RQM is metaphysically neutral, but it has a strong relational stance that questions strong realism (Laudisa 2019), in a sense detailed below. Because of this tingling with realism, RQM has been framed, in turn, in the context of various philosophical perspectives, including constructive empiricism (van Fraassen 2010), neo-Kantism (Bitbol 2007 [Other Internet Resources/OIR], Bitbol 2010), more recently anti-monism (Dorato 2016) and structural realism (Candiotto 2017). (See also Brown 2009, Wood 2010 [OIR].) The interpretation has aspects in common with QBism (Fuchs 2001, 2002 [OIR]), with Healey’s pragmatist approach (Healey 1989) and especially with the view of quantum theory discussed by Zeilinger and Bruckner (Zeilinger 1999, Brukner & Zeilinger 2003).

- 1. Main Ideas
- 2. Related Issues
- 3. General Comments
- Bibliography
- Academic Tools
- Other Internet Resources
- Related Entries

## 1. Main Ideas

### 1.1 Values of physical variables

The starting point of RQM is that quantum mechanics is not about a wave function (or a quantum state) \(\psi\); it is about values of physical variables. The ontology assumed by RQM, accordingly, includes only physical systems and variables that take values, as in classical mechanics. For instance, a real fact is the position of a particle having a certain value \(x\) at a certain time t. Facts as this one (“the particle is at \(x\) at time t”) are called “events”, or “quantum events”. Quantum theory is about events. However, in classical mechanics there are two general assumptions that are abandoned in quantum theory.

(a) In classical mechanics it is assumed that all variables of a system have always a value at every time. RQM, on the contrary, assumes that this is in not the case in nature in general (Heisenberg 1925; Kochen & Specker 1967). Rather, this is only an approximation that holds when disregarding quantum phenomena. Physical variables acquire values only at some times, and have no value at the other times. Events, in other words, are discrete. This is the basic intuition that led Heisenberg to find the key to quantum mechanics in 1925; that is, there are questions that make sense in classical mechanics, but have no significance in nature. For instance, the question “What is the y-component of the spin of an electron when its z-component is \(\frac{1}{2} \hslash\)” is is meaningless: neither it admits an operational definition, nor is it needed for a realistic understanding of nature (see below, about realism). When does then a generic variable \(A\) of a system \(S\) acquire a value? When does an event happen? The RQM answer is: when and only when the system \(S\) interacts with a second system \(S'\) and the effect of the interaction on \(S'\) depends on the variable \(A\). In RQM, this is what it means for a variable to have a value.
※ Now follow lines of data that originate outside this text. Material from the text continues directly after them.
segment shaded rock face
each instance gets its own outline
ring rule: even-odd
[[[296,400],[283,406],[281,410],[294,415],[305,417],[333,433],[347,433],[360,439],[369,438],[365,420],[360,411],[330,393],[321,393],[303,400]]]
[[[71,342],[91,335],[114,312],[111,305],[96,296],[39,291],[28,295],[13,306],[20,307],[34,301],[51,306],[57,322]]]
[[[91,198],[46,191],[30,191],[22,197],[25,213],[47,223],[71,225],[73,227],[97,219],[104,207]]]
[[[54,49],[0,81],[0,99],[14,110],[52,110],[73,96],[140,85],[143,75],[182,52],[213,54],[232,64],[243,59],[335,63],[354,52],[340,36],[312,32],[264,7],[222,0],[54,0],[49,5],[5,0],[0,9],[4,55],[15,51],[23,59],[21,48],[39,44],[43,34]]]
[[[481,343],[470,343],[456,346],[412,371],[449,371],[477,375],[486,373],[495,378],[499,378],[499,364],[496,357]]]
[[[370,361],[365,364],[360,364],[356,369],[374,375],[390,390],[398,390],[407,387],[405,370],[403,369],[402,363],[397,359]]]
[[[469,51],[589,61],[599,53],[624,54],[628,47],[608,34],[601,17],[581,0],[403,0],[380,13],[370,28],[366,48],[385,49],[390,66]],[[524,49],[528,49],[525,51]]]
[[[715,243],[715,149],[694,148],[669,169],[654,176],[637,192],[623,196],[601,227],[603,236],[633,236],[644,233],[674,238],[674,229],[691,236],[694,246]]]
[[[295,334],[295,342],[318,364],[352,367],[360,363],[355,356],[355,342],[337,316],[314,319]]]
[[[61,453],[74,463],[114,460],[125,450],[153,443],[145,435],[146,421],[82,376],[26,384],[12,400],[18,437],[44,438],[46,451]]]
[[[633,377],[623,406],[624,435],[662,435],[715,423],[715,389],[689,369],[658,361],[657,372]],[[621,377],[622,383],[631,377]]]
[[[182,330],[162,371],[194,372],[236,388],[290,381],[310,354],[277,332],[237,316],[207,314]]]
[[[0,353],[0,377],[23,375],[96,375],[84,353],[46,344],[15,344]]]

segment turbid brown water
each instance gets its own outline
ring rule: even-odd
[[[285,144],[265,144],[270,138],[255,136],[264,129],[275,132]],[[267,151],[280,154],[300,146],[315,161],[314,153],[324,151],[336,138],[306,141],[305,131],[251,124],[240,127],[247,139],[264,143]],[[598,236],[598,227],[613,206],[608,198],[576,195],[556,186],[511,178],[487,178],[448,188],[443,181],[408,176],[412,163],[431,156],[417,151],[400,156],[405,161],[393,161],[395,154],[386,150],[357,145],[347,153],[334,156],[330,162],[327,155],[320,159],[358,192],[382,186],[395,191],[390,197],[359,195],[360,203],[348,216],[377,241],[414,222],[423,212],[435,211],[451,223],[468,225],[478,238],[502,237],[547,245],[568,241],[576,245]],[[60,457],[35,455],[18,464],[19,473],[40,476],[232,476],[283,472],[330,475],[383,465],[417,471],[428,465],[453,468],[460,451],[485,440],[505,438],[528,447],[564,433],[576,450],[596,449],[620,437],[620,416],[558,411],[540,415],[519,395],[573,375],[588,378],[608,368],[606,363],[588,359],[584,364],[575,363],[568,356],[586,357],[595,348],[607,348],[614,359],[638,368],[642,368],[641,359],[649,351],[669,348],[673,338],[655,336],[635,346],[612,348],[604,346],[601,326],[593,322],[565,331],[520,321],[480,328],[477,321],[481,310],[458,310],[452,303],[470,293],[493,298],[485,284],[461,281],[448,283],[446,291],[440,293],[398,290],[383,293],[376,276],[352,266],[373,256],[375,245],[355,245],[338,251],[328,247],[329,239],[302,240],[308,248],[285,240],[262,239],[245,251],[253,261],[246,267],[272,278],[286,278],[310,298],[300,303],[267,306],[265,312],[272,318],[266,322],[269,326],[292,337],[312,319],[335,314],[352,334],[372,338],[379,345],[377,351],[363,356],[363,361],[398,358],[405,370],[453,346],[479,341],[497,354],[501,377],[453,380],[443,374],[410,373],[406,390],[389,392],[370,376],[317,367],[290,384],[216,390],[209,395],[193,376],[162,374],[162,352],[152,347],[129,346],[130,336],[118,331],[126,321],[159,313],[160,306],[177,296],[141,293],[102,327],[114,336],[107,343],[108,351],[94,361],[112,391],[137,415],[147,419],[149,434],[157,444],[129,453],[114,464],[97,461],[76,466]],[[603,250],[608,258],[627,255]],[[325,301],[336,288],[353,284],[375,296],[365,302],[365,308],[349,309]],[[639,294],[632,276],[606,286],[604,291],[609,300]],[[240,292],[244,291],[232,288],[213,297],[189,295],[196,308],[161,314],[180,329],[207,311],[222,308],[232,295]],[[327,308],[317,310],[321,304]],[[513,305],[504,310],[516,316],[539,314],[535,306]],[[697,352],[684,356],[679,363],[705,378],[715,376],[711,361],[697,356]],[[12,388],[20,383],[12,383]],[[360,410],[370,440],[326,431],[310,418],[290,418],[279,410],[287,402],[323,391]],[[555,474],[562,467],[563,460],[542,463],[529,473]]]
(b) The second assumption of classical mechanics which is dropped in
RQM is that there are variables that take absolute values, namely
values independent from any other systems. Instead, RQM assumes that
*all* (contingent) physical variables are relational. (The
contingent variables are those with in classical theory are
represented by phase space functions.) Any value these variables take
is always (implicitly or explicitly) labelled by a second physical
system. If the variable \(A\) of a system \(S\) takes a value in the
interaction with a second systems \(S'\), the value it takes is only
*relative to* \(S'\). The actualisation of an event is always
relative to a system. The concrete meaning of this is the postulate
above, according to which future ways the system \(S\) affects \(S'\)
depend (probabilistically) on the values that variables of \(S\) have
taken with respect to \(S'\), but *future ways the system \(S\)
affect a third system \(S''\) do not*. The ensemble of all events
relative to an arbitrary system \(S'\), together with the
probabilistic predictions these entail, is called the
“perspective” of the “observer” \(S'\).

The central claim at the basis of RQM is therefore that: “different observers can give different accounts of the same set of events” (Rovelli 1996: 1643). Textbook quantum mechanics is a complete description of the perspective of a single observer, but it disregards the effect of this observer system on the perspective of other systems. RQM emphasises the fact that the observer itself behaves as a quantum system, when acting on other systems. The relation between perspectives is discussed below.

### 1.2 Relative variables: “Different observers can give different accounts of the same set of events”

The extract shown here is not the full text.